Ray Dalio, the founder of Bridgewater Associates, warned on Tuesday that as the artificial intelligence (AI) craze continues, U.S. mega-cap tech stocks may be forming a bubble. However, he also stated that this bubble may not burst unless the Federal Reserve reverses its current easing policies.

In an interview with the media at the Future Investment Initiative conference held in Riyadh, Saudi Arabia, Dalio said:

There are indeed many signs of bubbles in the market right now. But bubbles do not burst on their own; they are usually pierced only after monetary policy tightens.

We are more likely to cut rates than to raise them.

Dalio revealed that he has a personal "bubble indicator," which currently shows a "relatively high" level.

Dalio also pointed out that, aside from AI-related stocks, the overall market performance is "relatively weak" and exhibits a high degree of concentration.
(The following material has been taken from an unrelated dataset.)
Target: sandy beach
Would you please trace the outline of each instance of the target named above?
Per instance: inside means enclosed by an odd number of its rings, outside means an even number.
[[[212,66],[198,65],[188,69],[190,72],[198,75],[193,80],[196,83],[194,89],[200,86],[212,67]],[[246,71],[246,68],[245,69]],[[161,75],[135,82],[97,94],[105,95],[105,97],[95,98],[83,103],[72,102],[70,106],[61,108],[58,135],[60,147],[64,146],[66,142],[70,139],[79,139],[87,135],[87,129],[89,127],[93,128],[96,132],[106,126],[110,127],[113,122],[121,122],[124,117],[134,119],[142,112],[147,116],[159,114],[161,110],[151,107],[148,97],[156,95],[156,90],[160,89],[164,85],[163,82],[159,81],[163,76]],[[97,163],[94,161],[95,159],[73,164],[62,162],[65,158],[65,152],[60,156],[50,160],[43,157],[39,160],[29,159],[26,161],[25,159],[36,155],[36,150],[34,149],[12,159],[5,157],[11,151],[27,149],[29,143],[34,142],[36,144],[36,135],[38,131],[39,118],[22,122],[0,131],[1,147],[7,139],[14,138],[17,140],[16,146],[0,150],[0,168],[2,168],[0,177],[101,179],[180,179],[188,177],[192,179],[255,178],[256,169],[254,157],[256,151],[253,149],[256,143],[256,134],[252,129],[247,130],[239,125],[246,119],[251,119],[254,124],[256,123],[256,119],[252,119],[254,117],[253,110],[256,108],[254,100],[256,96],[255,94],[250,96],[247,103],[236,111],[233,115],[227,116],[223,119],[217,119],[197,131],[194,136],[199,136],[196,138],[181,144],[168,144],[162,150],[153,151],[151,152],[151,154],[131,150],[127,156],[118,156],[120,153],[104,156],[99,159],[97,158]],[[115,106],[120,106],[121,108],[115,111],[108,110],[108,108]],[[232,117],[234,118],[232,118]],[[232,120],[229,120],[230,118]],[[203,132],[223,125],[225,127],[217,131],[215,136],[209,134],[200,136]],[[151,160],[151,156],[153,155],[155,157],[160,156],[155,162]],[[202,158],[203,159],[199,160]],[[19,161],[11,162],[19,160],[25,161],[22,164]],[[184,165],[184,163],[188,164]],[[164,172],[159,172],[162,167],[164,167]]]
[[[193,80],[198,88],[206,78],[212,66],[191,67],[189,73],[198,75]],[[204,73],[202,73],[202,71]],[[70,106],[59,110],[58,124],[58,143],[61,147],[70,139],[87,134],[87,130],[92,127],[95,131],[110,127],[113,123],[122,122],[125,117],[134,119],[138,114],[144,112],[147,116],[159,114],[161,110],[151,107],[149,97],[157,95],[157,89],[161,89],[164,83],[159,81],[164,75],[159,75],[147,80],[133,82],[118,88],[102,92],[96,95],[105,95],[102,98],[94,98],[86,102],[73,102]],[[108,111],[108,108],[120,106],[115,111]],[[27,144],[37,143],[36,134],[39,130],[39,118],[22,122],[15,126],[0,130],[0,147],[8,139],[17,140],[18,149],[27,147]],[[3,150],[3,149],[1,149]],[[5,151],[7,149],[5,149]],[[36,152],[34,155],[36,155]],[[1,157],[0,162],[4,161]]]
He noted that currently, 80% of the market's gains are concentrated in large tech stocks.

Dalio stated that the current U.S. economy exhibits a "dual-track structure": on one hand, due to weakness in certain sectors, interest rates are declining; on the other hand, some sectors are forming bubbles.

He indicated that due to this divergence, monetary policy cannot simultaneously address both ends, which means that bubbles may continue to expand. Dalio believes this situation may be similar to the internet bubble period of 1998-1999, or even the market conditions of 1927-1928.

Whether or not it is a bubble, and when the bubble will burst, we may not be able to predict accurately. But one thing is certain—risks are accumulating.

Dalio's views align with an increasing number of well-known market figures who have issued warnings about the potential bubble driven by AI investments.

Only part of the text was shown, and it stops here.